FDA Class I Devices
The FDA has exempted most Class I medical devices (except Reserved Devices) from the FDA 510(k) Premarket Notification, including those devices that were exempted by final regulation published in the Federal Registers of December 7, 1994, and January 16, 1996.
If your medical device falls into a generic category of exempted FDA Class I devices (as defined in 21 CFR Parts 862-892), an FDA 510(k) Premarket Notification Clearance may not be necessary, unless you have introduced a new technology or you have modified / changed / exceeded the intended use.

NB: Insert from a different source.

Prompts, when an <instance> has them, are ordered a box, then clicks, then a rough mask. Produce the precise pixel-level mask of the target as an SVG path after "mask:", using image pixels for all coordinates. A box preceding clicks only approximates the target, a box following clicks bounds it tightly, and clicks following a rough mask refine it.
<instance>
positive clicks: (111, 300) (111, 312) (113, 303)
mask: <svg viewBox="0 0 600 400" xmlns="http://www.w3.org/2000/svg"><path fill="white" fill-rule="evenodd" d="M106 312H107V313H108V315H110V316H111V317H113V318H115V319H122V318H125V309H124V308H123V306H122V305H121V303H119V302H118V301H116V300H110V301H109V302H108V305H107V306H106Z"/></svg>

However an FDA Establishment Registration is still required and you must implement a Quality System compliant with 21 CFR Part 820.
FDA Class II Devices
FDA have also published a list of Class II medical devices (Special Controls) subject to certain limitations, which are now exempt from the FDA 510(k) Premarket Notification requirements under the 1997 FDA Modernization Act . Please note that Class II medical devices and most Class I medical devices are NOT exempt from FDA Good Manufacturing Practices (GMP) requirements.
FDA Class I and Class II exempt medical devices:
- PART 862 – CLINICAL CHEMISTRY AND CLINICAL TOXICOLOGY DEVICES
- PART 864 – HEMATOLOGY AND PATHOLOGY DEVICES
- PART 866 – IMMUNOLOGY AND MICROBIOLOGY DEVICES
- PART 868 – ANESTHESIOLOGY DEVICES
- PART 870 – CARDIOVASCULAR DEVICES
- PART 872 – DENTAL DEVICES
- PART 874 – EAR, NOSE, AND THROAT DEVICES
- PART 876 – GASTROENTEROLOGY-UROLOGY DEVICES
- PART 878 – GENERAL AND PLASTIC SURGERY DEVICES
- PART 880 – GENERAL HOSPITAL AND PERSONAL USE DEVICES
- PART 882 – NEUROLOGICAL DEVICES
- PART 884 – OBSTETRICAL AND GYNECOLOGICAL DEVICES
- PART 886 – OPHTHALMIC DEVICES
- PART 888 – ORTHOPEDIC DEVICES
- PART 890 – PHYSICAL MEDICINE DEVICES
- PART 892 – RADIOLOGY DEVICES
Please note that only specific medical devices within the categories above qualify for an FDA 510(k) Premarket Notification exemption (not the entire category).